At 06:23 PM 11/4/2002 +0100, Yves Pratter wrote:

> >Allowing researchers to use Pinyin at the keyboard rather than
> >forcing them through an alternate keyboard is still considered a "service"
> >by some.
>if you want to provide such facility, ok you could provide a optionnal field
>that say that original datas where written in Pinyin (Pinyin is a language,
>not a charset ?).

That's exactly what I want, an optional field. But Pinyin is neither a
language nor a character set, it's a transliteration standard. Here's a
Pinyin field for a Chinese book title:
    Ho Ching-ming ts?ung k?ao /  Pai Jun-te chu
In the vernacular, instead of those latin characters you would see chinese
characters. The Chinese has been rendered more or less phonetically to put
it into the latin character set. That's not a two-way street, however.

>But all MODS data should be in unicode.

It is. Pinyin, or other transliterations, are written in latin characters,
which are represented in Unicode. The entire MODS record can be in Unicode
and use only letters A-Z,a-z. Let's not confuse "Unicode" with "scripts".

> >The fact is that people using MARC *do* have both kinds of fields in their
> >records, so by not including them we run the risk of making MODS less
> >useful and therefore less used.
>Currently, MARC softwares doesn't support yet MODS.
>So when softwares engineers will provide import/export modules for MODS,
>they will provide automatic (if possible) transliteration from/to unicode.

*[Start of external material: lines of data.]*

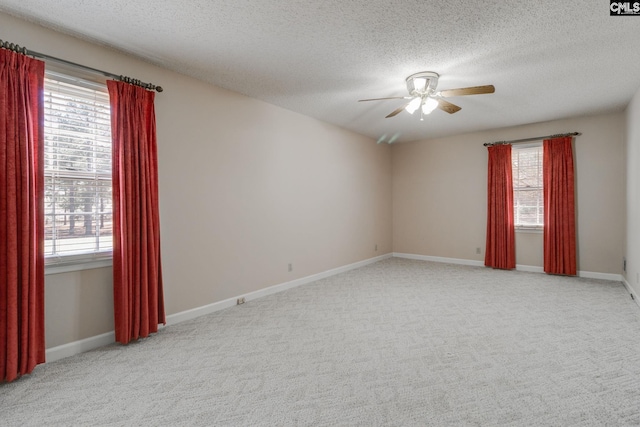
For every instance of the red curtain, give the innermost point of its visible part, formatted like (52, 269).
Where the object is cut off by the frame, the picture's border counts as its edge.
(22, 341)
(501, 249)
(559, 207)
(137, 271)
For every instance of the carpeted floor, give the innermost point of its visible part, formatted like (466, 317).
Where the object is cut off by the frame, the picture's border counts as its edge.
(396, 343)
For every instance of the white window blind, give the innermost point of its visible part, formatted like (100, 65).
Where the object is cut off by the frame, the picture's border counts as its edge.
(78, 214)
(528, 209)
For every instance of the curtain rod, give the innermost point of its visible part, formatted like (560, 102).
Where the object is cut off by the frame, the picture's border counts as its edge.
(537, 138)
(23, 50)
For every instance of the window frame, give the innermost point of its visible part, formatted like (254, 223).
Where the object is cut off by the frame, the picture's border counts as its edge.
(61, 263)
(528, 228)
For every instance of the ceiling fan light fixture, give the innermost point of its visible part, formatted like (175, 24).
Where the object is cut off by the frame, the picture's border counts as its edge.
(413, 105)
(419, 84)
(422, 83)
(429, 105)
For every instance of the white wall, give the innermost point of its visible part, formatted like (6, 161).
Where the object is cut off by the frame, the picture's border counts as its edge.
(632, 151)
(246, 188)
(439, 194)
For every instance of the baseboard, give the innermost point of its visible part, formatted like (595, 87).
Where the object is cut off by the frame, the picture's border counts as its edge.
(439, 259)
(529, 268)
(80, 346)
(221, 305)
(77, 347)
(519, 267)
(600, 276)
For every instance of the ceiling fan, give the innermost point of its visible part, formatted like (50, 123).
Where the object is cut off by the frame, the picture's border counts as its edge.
(423, 95)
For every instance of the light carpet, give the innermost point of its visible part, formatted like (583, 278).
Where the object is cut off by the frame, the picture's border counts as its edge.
(396, 343)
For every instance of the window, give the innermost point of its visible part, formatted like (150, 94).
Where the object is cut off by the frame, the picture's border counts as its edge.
(77, 167)
(528, 209)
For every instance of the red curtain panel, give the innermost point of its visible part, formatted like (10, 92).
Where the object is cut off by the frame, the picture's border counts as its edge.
(137, 271)
(559, 207)
(22, 341)
(501, 250)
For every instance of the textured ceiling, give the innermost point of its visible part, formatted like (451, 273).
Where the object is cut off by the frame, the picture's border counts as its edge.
(547, 59)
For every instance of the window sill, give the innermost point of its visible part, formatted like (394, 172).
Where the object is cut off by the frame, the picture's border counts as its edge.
(77, 266)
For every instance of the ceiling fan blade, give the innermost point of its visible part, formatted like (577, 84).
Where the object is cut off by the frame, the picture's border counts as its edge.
(474, 90)
(448, 107)
(396, 111)
(382, 99)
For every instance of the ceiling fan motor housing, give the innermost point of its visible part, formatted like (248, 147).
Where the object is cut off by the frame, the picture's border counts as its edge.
(422, 83)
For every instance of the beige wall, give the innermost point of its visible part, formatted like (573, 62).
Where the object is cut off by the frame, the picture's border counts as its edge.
(439, 194)
(632, 150)
(246, 188)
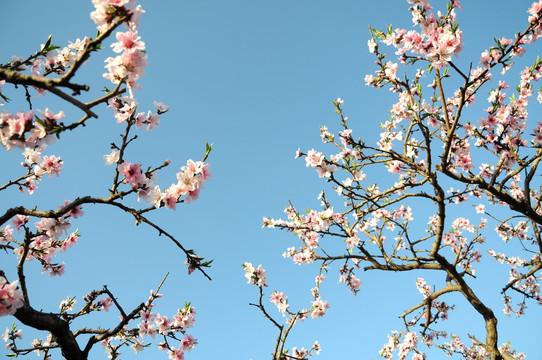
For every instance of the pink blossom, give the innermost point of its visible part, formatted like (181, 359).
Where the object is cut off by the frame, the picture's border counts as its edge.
(319, 308)
(128, 41)
(10, 297)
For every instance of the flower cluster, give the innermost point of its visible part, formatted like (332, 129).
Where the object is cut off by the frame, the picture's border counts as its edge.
(255, 276)
(10, 297)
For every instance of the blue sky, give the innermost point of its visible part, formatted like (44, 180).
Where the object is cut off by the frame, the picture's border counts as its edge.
(258, 80)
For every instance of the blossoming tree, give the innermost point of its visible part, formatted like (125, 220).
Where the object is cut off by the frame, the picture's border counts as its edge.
(435, 194)
(39, 235)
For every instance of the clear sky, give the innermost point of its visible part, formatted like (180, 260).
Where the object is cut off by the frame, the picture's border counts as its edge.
(257, 79)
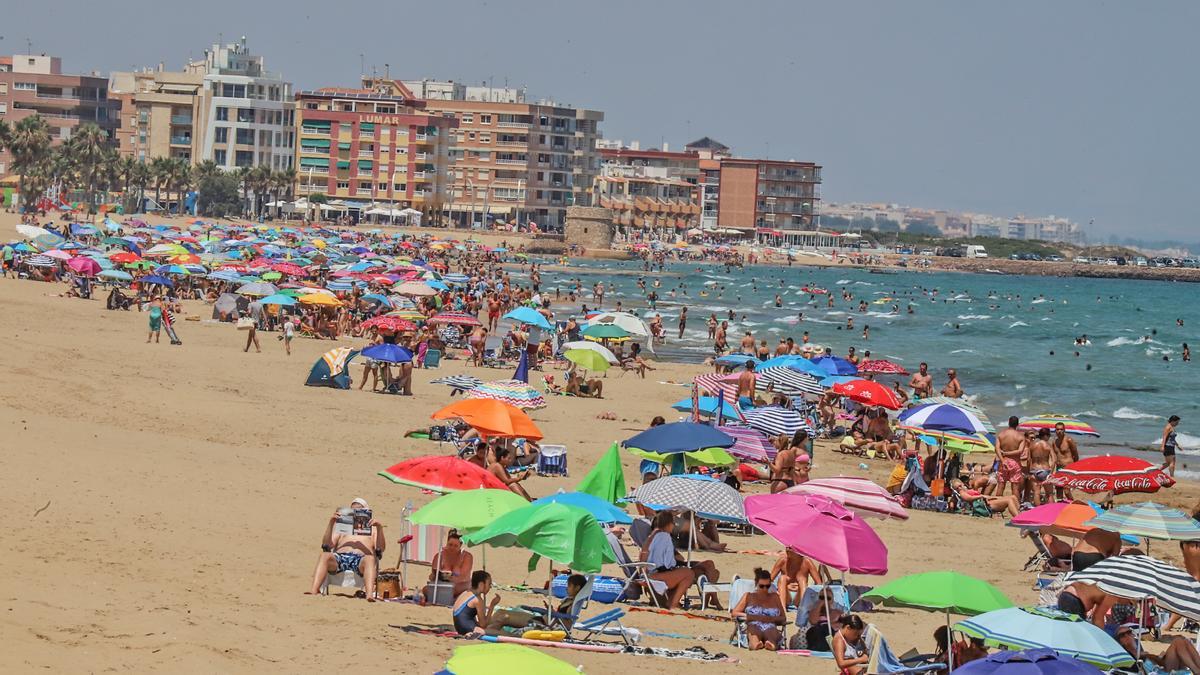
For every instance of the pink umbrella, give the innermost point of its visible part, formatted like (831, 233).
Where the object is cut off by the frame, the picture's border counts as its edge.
(821, 529)
(84, 266)
(859, 495)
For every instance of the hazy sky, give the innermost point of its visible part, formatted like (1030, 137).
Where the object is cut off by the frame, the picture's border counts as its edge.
(1081, 109)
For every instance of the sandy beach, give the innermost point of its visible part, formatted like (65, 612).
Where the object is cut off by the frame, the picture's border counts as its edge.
(173, 500)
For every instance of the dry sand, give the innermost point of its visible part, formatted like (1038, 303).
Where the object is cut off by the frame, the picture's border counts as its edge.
(187, 489)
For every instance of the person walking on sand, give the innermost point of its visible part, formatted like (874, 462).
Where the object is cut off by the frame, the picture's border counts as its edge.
(1170, 444)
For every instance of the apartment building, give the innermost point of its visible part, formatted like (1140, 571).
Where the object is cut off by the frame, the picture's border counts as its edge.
(511, 160)
(367, 147)
(226, 107)
(35, 84)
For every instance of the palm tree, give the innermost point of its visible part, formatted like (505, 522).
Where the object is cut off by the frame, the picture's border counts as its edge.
(88, 148)
(29, 141)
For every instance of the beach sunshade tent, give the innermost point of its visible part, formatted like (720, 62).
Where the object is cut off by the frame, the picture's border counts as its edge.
(468, 509)
(821, 529)
(1029, 662)
(706, 497)
(1111, 473)
(492, 418)
(561, 532)
(531, 316)
(1020, 627)
(333, 369)
(1149, 519)
(859, 495)
(1137, 577)
(442, 473)
(678, 437)
(505, 657)
(513, 392)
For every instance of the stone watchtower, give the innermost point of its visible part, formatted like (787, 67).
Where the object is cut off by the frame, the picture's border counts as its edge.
(589, 227)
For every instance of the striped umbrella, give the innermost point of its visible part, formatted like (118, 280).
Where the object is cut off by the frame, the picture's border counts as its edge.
(1147, 519)
(513, 392)
(1135, 577)
(1071, 425)
(789, 382)
(750, 443)
(702, 495)
(774, 420)
(1025, 627)
(859, 495)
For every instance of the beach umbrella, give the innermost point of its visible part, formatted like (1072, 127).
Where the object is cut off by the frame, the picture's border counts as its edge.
(835, 365)
(459, 382)
(442, 473)
(385, 352)
(787, 381)
(705, 497)
(393, 323)
(775, 420)
(1071, 425)
(455, 318)
(1024, 627)
(468, 509)
(279, 299)
(605, 332)
(492, 418)
(881, 366)
(561, 532)
(531, 316)
(1137, 577)
(1149, 519)
(603, 511)
(505, 657)
(821, 529)
(869, 393)
(1029, 662)
(749, 443)
(706, 405)
(1111, 473)
(859, 495)
(678, 437)
(513, 392)
(587, 359)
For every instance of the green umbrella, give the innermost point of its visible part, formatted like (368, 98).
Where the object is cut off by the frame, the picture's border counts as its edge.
(605, 330)
(468, 509)
(587, 359)
(505, 657)
(564, 533)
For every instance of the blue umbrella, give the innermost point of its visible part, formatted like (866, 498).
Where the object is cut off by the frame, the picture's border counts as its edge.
(389, 353)
(678, 437)
(835, 365)
(604, 512)
(708, 405)
(531, 316)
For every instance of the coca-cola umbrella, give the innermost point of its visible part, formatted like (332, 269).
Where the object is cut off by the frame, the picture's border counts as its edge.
(1111, 473)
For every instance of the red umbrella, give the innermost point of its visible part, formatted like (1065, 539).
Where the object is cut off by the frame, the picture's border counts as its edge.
(442, 473)
(389, 323)
(1111, 473)
(882, 366)
(869, 393)
(457, 318)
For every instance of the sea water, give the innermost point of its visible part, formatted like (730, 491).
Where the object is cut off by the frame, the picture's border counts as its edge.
(1012, 339)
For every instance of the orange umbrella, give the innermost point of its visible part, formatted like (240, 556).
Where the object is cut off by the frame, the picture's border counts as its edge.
(492, 418)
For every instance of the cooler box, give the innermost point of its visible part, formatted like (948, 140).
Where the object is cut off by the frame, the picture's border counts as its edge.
(605, 590)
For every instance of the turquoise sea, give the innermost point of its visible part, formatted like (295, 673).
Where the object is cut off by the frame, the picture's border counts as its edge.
(1012, 339)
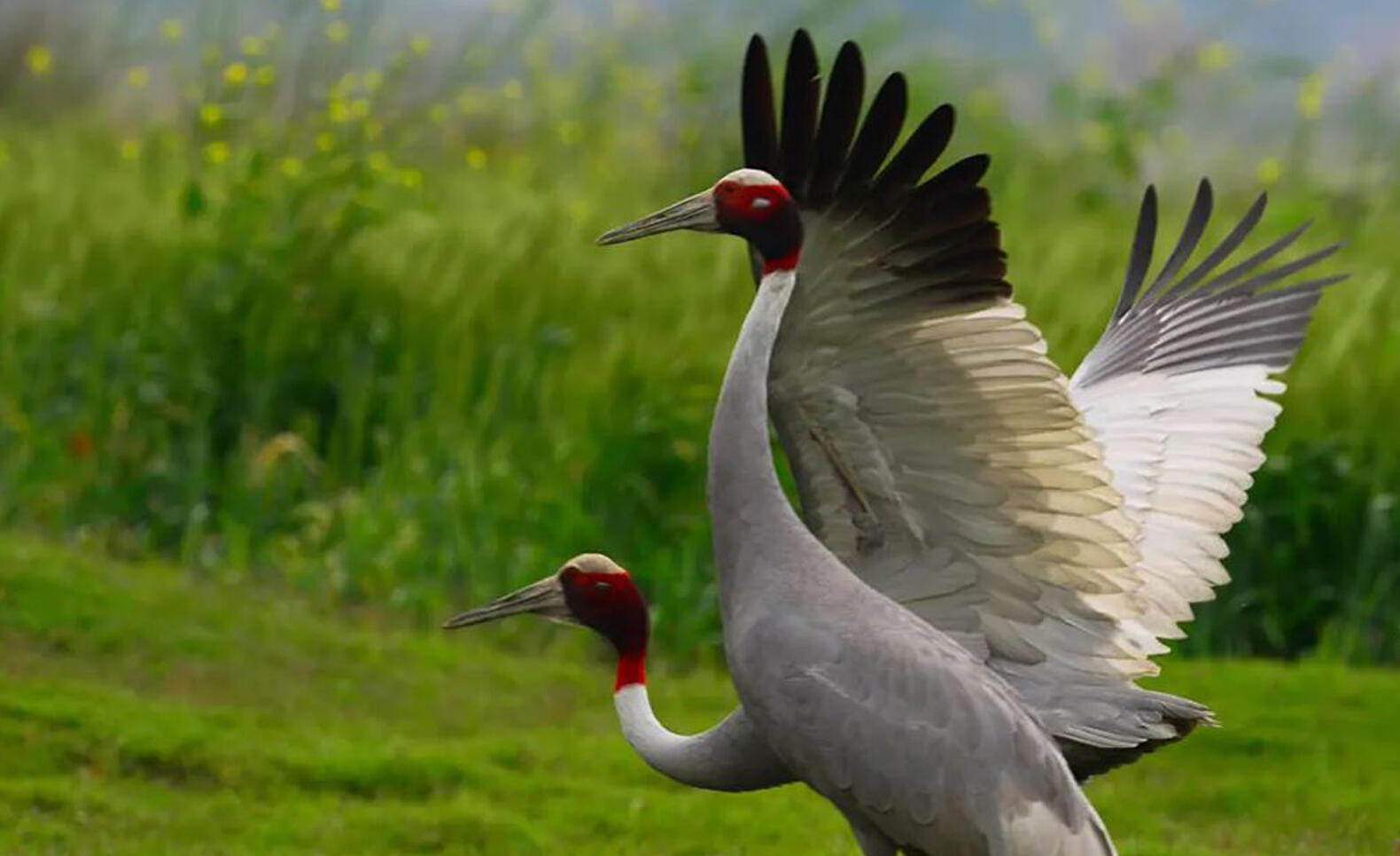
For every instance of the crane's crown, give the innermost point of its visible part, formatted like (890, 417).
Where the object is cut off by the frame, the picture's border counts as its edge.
(750, 204)
(589, 588)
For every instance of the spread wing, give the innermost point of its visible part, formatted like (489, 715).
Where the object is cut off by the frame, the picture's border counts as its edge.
(1056, 531)
(1176, 390)
(934, 444)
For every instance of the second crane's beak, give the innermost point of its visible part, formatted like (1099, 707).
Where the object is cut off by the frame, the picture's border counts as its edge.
(693, 214)
(545, 597)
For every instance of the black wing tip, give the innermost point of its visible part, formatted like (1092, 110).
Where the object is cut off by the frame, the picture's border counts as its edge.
(801, 45)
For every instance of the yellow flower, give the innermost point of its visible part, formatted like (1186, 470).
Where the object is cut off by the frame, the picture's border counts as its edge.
(40, 59)
(1216, 57)
(1310, 96)
(1270, 170)
(216, 152)
(470, 101)
(1095, 136)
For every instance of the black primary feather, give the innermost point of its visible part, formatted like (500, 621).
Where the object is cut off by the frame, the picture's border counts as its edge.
(832, 160)
(801, 89)
(840, 115)
(760, 133)
(1233, 320)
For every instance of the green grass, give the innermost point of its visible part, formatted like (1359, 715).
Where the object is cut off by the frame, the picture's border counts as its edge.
(378, 357)
(143, 712)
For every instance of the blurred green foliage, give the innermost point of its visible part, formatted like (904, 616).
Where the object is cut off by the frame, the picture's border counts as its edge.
(142, 712)
(297, 301)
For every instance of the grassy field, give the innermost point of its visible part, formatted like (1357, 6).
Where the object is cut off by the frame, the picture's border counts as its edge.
(283, 299)
(143, 712)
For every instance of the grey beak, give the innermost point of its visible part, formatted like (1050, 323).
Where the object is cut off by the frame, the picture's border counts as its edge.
(693, 212)
(545, 597)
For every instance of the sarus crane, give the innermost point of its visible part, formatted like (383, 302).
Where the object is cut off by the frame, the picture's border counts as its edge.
(989, 554)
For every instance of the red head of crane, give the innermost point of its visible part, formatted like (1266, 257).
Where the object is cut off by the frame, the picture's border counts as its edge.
(989, 552)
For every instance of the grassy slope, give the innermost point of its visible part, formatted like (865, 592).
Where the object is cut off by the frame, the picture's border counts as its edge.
(144, 713)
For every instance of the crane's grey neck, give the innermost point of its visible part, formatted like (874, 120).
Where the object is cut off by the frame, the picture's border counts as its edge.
(746, 501)
(728, 757)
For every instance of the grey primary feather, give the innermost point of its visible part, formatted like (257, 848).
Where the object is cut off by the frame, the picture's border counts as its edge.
(945, 460)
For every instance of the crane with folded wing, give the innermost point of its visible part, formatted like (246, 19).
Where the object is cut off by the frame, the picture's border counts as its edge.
(989, 554)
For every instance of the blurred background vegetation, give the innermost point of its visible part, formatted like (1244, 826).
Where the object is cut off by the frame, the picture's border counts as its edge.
(306, 293)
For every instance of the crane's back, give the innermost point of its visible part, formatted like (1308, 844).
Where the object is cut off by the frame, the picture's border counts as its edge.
(891, 719)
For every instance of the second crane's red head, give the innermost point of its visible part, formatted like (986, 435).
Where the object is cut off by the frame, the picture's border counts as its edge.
(591, 590)
(750, 204)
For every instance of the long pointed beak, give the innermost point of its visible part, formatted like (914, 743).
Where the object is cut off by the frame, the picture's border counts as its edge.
(545, 597)
(693, 212)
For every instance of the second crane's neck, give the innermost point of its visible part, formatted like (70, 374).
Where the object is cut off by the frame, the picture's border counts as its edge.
(746, 501)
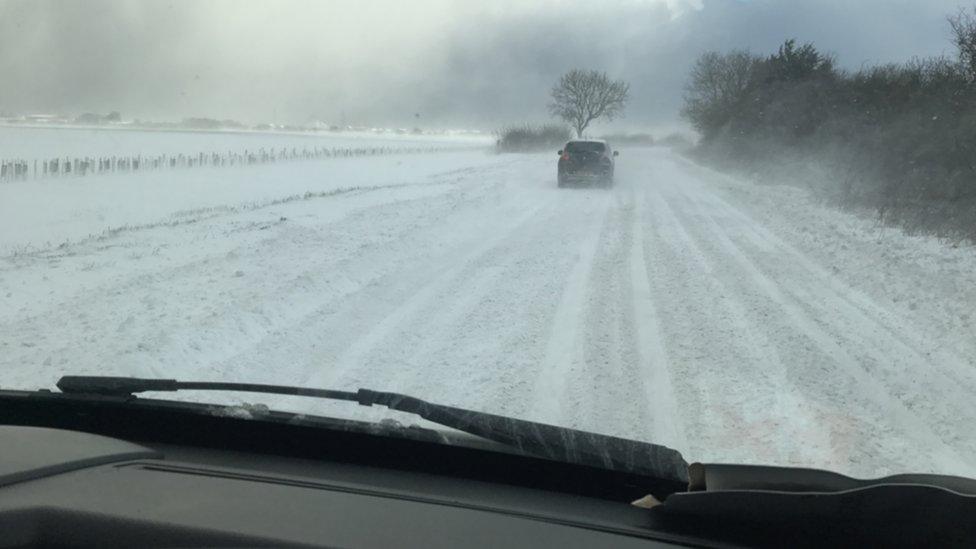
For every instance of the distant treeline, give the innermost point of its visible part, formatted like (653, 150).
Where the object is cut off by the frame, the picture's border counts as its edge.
(899, 139)
(526, 137)
(19, 170)
(543, 137)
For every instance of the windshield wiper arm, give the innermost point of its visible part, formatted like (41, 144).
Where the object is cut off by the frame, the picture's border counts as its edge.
(538, 439)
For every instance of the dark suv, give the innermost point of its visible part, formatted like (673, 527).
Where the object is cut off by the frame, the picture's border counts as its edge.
(586, 161)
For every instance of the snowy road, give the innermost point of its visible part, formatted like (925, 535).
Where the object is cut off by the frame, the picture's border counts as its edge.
(735, 323)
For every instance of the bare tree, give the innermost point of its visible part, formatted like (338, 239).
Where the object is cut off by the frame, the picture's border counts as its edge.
(718, 82)
(581, 97)
(963, 26)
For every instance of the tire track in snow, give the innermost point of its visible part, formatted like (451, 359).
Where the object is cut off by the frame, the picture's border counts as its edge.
(563, 362)
(666, 417)
(745, 410)
(888, 349)
(944, 456)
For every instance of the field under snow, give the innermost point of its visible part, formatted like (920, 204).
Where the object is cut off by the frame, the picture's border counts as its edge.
(734, 322)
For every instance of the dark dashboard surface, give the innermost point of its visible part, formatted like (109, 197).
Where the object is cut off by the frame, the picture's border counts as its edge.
(66, 488)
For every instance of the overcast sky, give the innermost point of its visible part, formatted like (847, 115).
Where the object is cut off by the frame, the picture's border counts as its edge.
(455, 63)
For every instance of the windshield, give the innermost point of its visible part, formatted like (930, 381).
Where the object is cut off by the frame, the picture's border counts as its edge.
(778, 268)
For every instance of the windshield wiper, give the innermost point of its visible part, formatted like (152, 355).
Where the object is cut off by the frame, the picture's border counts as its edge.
(537, 439)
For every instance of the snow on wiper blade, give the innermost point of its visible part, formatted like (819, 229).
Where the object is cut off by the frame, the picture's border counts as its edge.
(538, 439)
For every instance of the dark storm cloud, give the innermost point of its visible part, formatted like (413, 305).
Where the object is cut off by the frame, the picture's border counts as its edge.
(453, 63)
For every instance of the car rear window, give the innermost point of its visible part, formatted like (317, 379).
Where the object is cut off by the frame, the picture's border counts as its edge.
(585, 146)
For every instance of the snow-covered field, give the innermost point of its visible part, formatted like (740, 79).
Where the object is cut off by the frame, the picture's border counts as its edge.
(733, 322)
(42, 143)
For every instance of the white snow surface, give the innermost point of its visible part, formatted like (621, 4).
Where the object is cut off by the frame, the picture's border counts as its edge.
(733, 322)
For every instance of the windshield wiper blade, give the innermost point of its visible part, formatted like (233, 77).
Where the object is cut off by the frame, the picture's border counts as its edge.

With Western European languages it is (often) possible to translate from a
character set like ISO 8859-1 to the Unicode equivalent. But it is not
possible to translate from a *transliteration* of Chinese or Russian to the
vernacular characters of the original language. So my concern is not with
languages that use a latin-based script but with ones that do not.
Karen Coyle           [log in to unmask]